Participants in the Miss Barri Xino transvestite contest in 1934. Image published in the book La Criolla. La puerta dorada del Barrio Chino.

China Town embodies many stories, starting with the chronicle of its poverty; so miserable, so tough and unhealthy it was to be a part of it, so naturally lugubrious. The private rooms without sheets on the beds; the children that went running by, the sight of women renting themselves out, by the hour, in full view.

Paco Villar is a career journalist. What would have become of us without him? What would have become of him without Francisco Madrid and his account of the night he dared to sleep in one of those hostels with 140 hard beds and millions of fleas? Or without Sebastià Gasch, devoted admirer of a fourteen-year-old girl who danced like a wild animal? “Carmencita [Carmen Amaya] remains impassive and statue-like, haughty and superior, with an indescribable racial nobility, inscrutable, distracted… Then, suddenly, a jump. And the gypsy girl dances. It is indescribable. Soul. Pure soul. The transcription of soul through dance.” Or without Juli Vallmitjana and his insurmountable descriptions of that world that he intimately explored?

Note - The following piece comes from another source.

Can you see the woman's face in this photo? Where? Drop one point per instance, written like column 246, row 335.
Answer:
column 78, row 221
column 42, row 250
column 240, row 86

The history of prostitution and drugs is reflected here in its evolution as a small-time business — the nearby port, the sailors who arrived with consignments of cocaine (the mandanga) — and its process of globalisation. Likewise, the girls who brought the Polish Jews are the same ones — through the connection with Buenos Aires — that an Argentinian Jewish writer (César Tiempo) wrote about, in his stories about girls, who threw themselves from a balcony, drawn there by false promises of work and marriage (and they are the same enslaved women we see today and about whom we know not their terrible reality).

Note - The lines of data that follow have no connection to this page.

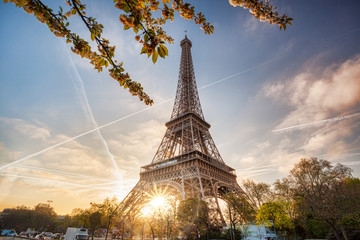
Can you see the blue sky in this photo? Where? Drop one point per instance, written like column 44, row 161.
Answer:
column 272, row 98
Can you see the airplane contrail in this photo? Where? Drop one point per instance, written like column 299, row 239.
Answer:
column 122, row 118
column 89, row 114
column 311, row 124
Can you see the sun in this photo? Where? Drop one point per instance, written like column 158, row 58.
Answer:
column 157, row 204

The reader will not forget this account of glitter and grime: the poverty of a Barcelona that all of a sudden had to become beautiful — during the 1929 International Exposition — the ingenuousness of a mechanical pianola and the décor of angels and blue skies. The poor, obese Mrs Rosa who died in her brothel, having received the last rites from a priest who reluctantly entered the premises. For this reason, through all this glitter and grime, the reader will not forget the celebrities who began to appear, such as the Nobel prize-winning writer, Jacinto Benavente; the stage actress, Margarita Xirgu; and even the French novelist, Jean Genet, who was in it up to his neck.

A dark tale, a story of two shades. Like how Flor de Otoño trafficked explosives by day and painted his lips by night.